今期は女性の職業的地位に関連する「量的研究」の論文を読むことを通じて、日本社会の特性を理解し、データに対する視点を養うことを目的とする。そのために、前半で日本の女性の状況をマクロデータから研究した論文を読み、中盤からイエスタ・エスピン‐アンデルセンの著作、さらに大澤真理の著作を読む。
「量的研究」とは、マクロデータを処理して相関(と因果)を分析する研究の総称である。それはしばしば、政府などが調査した既存のデータセットを、新しい視点から見直して行われる。そこで問われるのは、どのような新しい視点から、データを分析できるかである。ありきたりの視点からの分析は、ありきたりの結果しか導けない。

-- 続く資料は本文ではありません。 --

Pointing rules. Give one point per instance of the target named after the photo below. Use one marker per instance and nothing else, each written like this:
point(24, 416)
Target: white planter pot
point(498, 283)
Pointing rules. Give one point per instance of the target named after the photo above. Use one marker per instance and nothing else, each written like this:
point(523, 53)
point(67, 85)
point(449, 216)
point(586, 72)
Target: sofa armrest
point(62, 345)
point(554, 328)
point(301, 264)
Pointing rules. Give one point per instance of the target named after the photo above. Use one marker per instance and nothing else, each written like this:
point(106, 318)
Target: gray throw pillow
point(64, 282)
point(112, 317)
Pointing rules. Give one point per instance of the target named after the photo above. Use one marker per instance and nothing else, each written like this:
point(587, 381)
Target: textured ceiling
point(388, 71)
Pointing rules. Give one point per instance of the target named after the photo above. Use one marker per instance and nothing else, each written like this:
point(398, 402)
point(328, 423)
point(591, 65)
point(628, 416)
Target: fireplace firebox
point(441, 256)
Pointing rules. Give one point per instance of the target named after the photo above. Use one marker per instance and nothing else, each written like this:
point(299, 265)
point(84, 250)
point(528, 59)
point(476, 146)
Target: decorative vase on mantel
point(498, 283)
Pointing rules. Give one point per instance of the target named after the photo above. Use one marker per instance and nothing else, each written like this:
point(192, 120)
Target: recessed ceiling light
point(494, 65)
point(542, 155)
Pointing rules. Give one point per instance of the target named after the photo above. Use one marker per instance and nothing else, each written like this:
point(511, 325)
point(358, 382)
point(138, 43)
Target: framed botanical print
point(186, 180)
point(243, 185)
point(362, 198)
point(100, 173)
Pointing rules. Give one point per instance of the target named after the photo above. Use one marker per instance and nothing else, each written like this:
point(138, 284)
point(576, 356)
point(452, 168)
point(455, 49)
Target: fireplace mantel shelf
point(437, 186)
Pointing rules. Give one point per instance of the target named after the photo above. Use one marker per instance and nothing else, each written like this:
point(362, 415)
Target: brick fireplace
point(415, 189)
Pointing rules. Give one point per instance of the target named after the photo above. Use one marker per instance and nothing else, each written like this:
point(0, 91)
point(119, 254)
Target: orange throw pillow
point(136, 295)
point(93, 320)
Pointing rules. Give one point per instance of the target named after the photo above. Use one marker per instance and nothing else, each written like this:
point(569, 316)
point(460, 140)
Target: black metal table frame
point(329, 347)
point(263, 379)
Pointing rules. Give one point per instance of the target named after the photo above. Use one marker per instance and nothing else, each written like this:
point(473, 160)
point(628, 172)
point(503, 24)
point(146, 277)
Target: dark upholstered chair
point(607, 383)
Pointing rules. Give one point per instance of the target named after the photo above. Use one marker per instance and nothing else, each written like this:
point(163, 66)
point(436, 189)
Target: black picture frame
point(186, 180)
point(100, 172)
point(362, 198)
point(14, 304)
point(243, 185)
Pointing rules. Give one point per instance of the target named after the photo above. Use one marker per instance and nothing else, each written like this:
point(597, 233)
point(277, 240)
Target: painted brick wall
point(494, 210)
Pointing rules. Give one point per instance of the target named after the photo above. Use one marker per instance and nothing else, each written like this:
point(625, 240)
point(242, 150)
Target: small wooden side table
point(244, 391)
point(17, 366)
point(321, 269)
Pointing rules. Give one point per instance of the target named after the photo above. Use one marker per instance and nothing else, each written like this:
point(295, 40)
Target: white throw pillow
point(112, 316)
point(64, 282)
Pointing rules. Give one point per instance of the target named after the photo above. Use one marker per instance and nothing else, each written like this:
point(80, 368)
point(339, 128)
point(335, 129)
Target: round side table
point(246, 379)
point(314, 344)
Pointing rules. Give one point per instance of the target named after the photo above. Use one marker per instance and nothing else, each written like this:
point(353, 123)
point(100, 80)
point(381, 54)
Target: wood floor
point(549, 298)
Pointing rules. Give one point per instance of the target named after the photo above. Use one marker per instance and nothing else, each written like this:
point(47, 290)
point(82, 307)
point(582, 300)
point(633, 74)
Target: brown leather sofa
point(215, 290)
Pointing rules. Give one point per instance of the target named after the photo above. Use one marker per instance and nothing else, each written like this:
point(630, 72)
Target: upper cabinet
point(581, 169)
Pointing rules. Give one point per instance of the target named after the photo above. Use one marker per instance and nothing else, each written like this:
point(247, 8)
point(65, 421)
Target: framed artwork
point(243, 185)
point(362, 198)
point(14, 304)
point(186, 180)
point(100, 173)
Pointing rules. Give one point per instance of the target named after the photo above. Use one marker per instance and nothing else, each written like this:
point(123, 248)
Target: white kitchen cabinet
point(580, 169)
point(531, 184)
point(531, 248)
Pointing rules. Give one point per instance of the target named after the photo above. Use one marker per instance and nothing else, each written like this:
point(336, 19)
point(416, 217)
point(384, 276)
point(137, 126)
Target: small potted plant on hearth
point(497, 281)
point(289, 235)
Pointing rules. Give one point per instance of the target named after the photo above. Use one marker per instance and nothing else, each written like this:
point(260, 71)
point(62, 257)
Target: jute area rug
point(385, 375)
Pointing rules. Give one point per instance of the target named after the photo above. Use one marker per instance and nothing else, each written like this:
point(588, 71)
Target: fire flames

こうした分析の視点を学ぶため、女性と労働の問題を扱った量的研究の論文を読んでいく。女性の職業上の地位は、多様な要因に規定されているため、「学歴」とか「所得」といった単純な指標だけではなく、「居住地域」とか「通勤時間」といった通常は重視されない指標を組み込まないと分析できない。そうした論文を数本読んだあと、社会によって規定要因が異なるという「レジーム論」を提起したイエスタ・エスピン‐アンデルセンの著作、それを日本に応用した大澤真理の著作を読み、日本社会の特性を把握していく。
統計処理などの手法については、担当者は専門ではないので、この研究会では講義しないし、また受講者にも要求しない。あくまで日本社会の特性を理解し、視点の取り方を学ぶのが目的である。ゆえに、量的研究を行わない学生にも参考になるだろう。
受講者は授業計画に沿って指定図書を読み、毎回一人の受講者に20~30分程度の報告と問題提起をしてもらったうえで、担当者の追加の講義を行い、受講者が討議する。受講者相互のディスカッションや、教員との質疑応答を重視していきたい。